He was an unwilling passenger in a high-speed chase. Police still seized his car.
Shortly after police used spike strips to end a high-speed chase on Interstate 90 last July, the owner of the car immediately began pleading his innocence to officers.
Dash camera and body camera video obtained by 5 INVESTIGATES shows Phouthong Thongvanh getting out of the passenger side with his hands up.
“I told him to stop! I was yelling at him, fighting with him in the car,” Thongvanh can be heard saying to a Worthington police officer in the body camera footage.
While officers arrested the driver and another passenger, Thongvanh, 41, did not end up facing any criminal charges.
But police told him they were still taking his 2014 Nissan Altima.
“We’re seizing it now,” Officer Mark Riley can be heard saying in the body camera video. “It’s State of Minnesota’s.”
Thongvanh later said he did not immediately understand what police were telling him.
“I thought they were just taking it, like impounding it or something,” he said. “I didn’t think they were going to keep it.”
The Nobles County Attorney filed a civil action to permanently take Thongvanh’s car through the state’s controversial forfeiture process.
It’s an example of how police in Minnesota can still seize and keep the property of people even when they are not charged with a crime, despite recent reforms to help protect “innocent owners.”
Critics say it also reinforces concerns that the practice disproportionately impacts low-income communities and people of color, especially in Nobles County, which has been repeatedly accused of violating the civil rights of minorities.
“It’s those people who are hit the hardest when their car or a small amount of money is seized from them, and that can sometimes put their lives into a tailspin,” said Dan Alban, senior attorney with the nonprofit Institute for Justice.
‘Reasonable steps’
Thongvanh, who is Laotian, said he had never heard of forfeiture when a friend asked him for a late-night ride from Sioux Falls, S.D. to Worthington on the Fourth of July last year.
“I was getting really sleepy,” Thongvanh said.
Before they completed the hour-long trip, Thongvanh said he asked his friend to take over the driving. Soon after Thongvanh woke up, he said the friend had picked up a woman, and police were trying to pull them over.
“They look in the mirror (and say), ‘hey, there’s a cop!’ And they f—ing take off in my car,” Thongvanh said. “I told them ‘stop,’ and I’m thinking, ‘what did they do wrong?’”
Court records show the friend, Steven Xanaxay, and the woman in the car, Maria Shantel LeClaire, both had warrants out for their arrest.
They were eventually convicted, but prosecutors dropped unrelated charges against Thongvanh.
When Nobles County filed a civil action to take Thongvanh’s car through forfeiture, a judge ruled that Thongvanh was “not an innocent owner as he was present in the vehicle” during the police chase and “took no reasonable steps to prevent” the crime.

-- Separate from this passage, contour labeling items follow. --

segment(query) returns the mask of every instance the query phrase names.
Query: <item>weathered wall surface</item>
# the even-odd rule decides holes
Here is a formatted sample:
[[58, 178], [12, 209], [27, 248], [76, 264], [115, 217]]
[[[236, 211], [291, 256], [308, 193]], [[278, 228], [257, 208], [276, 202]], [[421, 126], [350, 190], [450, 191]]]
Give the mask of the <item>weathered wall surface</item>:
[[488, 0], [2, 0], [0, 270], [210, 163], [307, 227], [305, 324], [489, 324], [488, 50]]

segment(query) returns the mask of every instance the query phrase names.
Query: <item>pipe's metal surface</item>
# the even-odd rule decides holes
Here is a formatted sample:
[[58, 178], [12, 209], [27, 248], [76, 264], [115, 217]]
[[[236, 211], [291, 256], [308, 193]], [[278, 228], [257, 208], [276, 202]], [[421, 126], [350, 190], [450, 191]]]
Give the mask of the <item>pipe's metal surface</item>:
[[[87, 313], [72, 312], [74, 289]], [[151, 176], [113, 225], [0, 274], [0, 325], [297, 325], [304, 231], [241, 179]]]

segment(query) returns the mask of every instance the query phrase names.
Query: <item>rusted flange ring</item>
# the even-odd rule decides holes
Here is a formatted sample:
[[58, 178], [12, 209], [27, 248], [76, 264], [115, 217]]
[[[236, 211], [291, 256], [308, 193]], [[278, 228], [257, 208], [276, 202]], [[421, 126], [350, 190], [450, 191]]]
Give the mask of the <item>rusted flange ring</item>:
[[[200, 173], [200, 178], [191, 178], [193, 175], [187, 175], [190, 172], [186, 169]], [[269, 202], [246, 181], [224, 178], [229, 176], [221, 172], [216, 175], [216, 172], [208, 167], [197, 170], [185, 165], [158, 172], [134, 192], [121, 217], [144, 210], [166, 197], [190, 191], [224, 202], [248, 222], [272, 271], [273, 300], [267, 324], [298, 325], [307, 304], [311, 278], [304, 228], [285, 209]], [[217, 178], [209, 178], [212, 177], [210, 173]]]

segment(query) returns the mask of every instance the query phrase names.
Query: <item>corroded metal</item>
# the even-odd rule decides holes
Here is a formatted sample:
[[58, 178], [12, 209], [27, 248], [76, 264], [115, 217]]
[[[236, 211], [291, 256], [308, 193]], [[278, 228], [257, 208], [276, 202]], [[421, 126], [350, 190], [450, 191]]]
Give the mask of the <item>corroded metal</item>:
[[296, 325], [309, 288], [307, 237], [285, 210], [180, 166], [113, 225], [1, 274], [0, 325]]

“What’s a reasonable way to stop them?” Thongvanh said. “I kept yelling and yelling at him, but there’s no other way to make him stop. If I hit him, what’s going to happen? We’re all going to die in there.”
Worthington Police declined to comment about Thongvanh’s case or any others. The Nobles County Attorney’s Office did not respond to multiple requests from 5 INVESTIGATES.
History of criticism
After 5 INVESTIGATES highlighted similar cases in 2020, state lawmakers responded to growing calls for change and reformed parts of Minnesota’s controversial forfeiture law.
The law allows police and prosecutors to keep up to 90% of the proceeds.
The reforms included prohibitions on police taking small amounts of cash as well as additional protections for “innocent owners” of vehicles.
In Nobles County, a judge previously criticized police and prosecutors for using civil forfeiture to try to keep a woman’s car after her nephew was pulled over and arrested.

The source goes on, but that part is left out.